By late August, the government, surprisingly, had succeeded in convincing 16 resident banks to voluntarily convert T-bills maturing in 1998-1999 into bonds maturing in 2001-2004. But that only amounted to Hr 803 million or 35 percent of the T-bills held by resident banks.

The majority of resident banks refused to go along with the conversion. They felt they could not be solvent without the profits made from the T-bills.

For non-resident investors, who are owed Hr 1.7 billion, the government offered a superior deal. They have been asked to agree to swap their T-bills for new bonds with minimum interest calculated in dollars to mat-ure in the year 2000. Three foreign investors, Merrill Lynch (Hr 739 milion), ING Bank (Hr 327 million) and Credit Suisse First Boston (Hr 104 million) hold most of the non-resident T-bills.

They are expected to agree to the government terms because they fear that if they don't the government might not pay them any money at all. But what guarantees are there that the government will have the money to pay in the future for the converted bonds?

The Russian crisis came as a golden opportunity for the Ukrainian government to find its way out of the pyramid scheme it created for its investors. It could use the crisis as an excuse to force the banks to accept a postponement of money due for the maturing T-bills.

In secret, on Sept. 10, the Cabinet of Ministers adopted a resolution stipulating that T-bills held by resident banks were subject to conversion without the holders' consent. On Sept. 12, the Finance Ministry and the National Bank faxed resident banks with the news that T-bills held by them had been converted into bonds maturing in 2001-2004.

Most of the banks were outraged. The bankers regarded the government decision as a default and some saw their banks going bankrupt. However, nothing of this appeared in the mass media, as the government and the bankers created a wall of silence so as not to create a run on the banks as had happened in Russia.

The affected bankers were not about to accept the terms forced on them.

On Sept. 14, bank representatives met with National Bank head Viktor Yushchenko and Deputy Finance Minister Andry Lytvyn to demand cancelation of the government's unilateral decision to restructure T-bills. They came away from the meeting with hope that the Cabinet of Ministers resolution might be changed.

On Sept. 15, the bankers met Prime Minister Valery Pustovoitenko to once again ask that the government rescind its decision. This time the bankers came out of the meeting claiming that the forced conversion of T-bills would be canceled in the coming days.

Indeed, on the same day, the National Bank informed the bankers that the T-bills were not subject to forced conversion and that the government's obligations to them would be met.

The Finance Ministry informed the banks that the 'main conditions for voluntary conversion, details of which will be sent to banks,' had been set during a Sept. 15 meeting between Prime Minister Valery Pustovoitenko and bankers. However, those details have yet to emerge, and there still has been no announcement of any Cabinet decision to rescind the conversion order.

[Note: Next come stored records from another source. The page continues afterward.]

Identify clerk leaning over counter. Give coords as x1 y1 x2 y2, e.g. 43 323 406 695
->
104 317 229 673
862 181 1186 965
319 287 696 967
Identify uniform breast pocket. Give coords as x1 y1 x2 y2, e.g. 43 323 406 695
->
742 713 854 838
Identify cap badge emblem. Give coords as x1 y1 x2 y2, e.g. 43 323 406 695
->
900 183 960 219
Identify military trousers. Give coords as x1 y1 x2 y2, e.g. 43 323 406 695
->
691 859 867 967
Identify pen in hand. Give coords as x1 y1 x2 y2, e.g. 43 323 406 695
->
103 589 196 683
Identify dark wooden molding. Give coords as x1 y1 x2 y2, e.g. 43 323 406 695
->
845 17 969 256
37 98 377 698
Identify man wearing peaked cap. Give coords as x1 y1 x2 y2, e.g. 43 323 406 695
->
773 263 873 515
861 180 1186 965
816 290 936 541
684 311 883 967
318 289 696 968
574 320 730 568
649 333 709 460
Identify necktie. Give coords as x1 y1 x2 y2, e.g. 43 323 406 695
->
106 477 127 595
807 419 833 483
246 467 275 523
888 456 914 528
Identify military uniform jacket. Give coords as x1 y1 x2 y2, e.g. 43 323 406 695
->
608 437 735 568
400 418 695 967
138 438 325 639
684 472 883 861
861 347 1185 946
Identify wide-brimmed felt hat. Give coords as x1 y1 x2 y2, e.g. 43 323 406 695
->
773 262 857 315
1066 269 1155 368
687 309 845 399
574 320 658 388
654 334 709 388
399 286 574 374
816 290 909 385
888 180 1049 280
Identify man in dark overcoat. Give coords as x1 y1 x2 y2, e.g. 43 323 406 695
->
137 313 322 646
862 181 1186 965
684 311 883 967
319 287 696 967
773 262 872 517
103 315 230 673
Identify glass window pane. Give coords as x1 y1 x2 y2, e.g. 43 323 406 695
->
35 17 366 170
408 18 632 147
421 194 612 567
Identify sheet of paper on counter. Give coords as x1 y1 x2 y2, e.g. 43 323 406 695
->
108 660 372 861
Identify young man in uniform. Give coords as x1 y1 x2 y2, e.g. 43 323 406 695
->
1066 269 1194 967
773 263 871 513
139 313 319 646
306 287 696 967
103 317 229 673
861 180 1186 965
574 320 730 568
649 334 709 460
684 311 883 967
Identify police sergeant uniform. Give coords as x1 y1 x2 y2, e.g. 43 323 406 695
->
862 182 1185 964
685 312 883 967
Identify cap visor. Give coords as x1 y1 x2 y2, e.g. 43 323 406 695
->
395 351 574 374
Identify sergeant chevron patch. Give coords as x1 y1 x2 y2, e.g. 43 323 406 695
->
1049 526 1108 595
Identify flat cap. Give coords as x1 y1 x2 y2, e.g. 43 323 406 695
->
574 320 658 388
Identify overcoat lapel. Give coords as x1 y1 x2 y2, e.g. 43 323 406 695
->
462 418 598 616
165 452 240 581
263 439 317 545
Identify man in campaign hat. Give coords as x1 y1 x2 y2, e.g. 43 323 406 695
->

The joker in the pack in the government T-bill scheme is that more than half of the T-bills were bought by the National Bank. Out of the Hr 11 billion owed by the Finance Ministry, Hr 7 billion or 63 percent of the total is owed to the National Bank.

In that part of the scheme, there was not any gain or loss for the government; the money just revolved from one office to another. The enormous amount of interest received by the National Bank was returned to the Finance Ministry to buy more T-bills.

What was the point of the government buying its own T-bills? To create the impression that there was a great demand for T-bills? What will the result be?

It's hard to imagine the government collecting enough taxes to pay off the bills held by the National Bank. Most likely, the National Bank will have to create the money with which to pay itself back. The hryvna may still have a long way to slide before it bottoms out.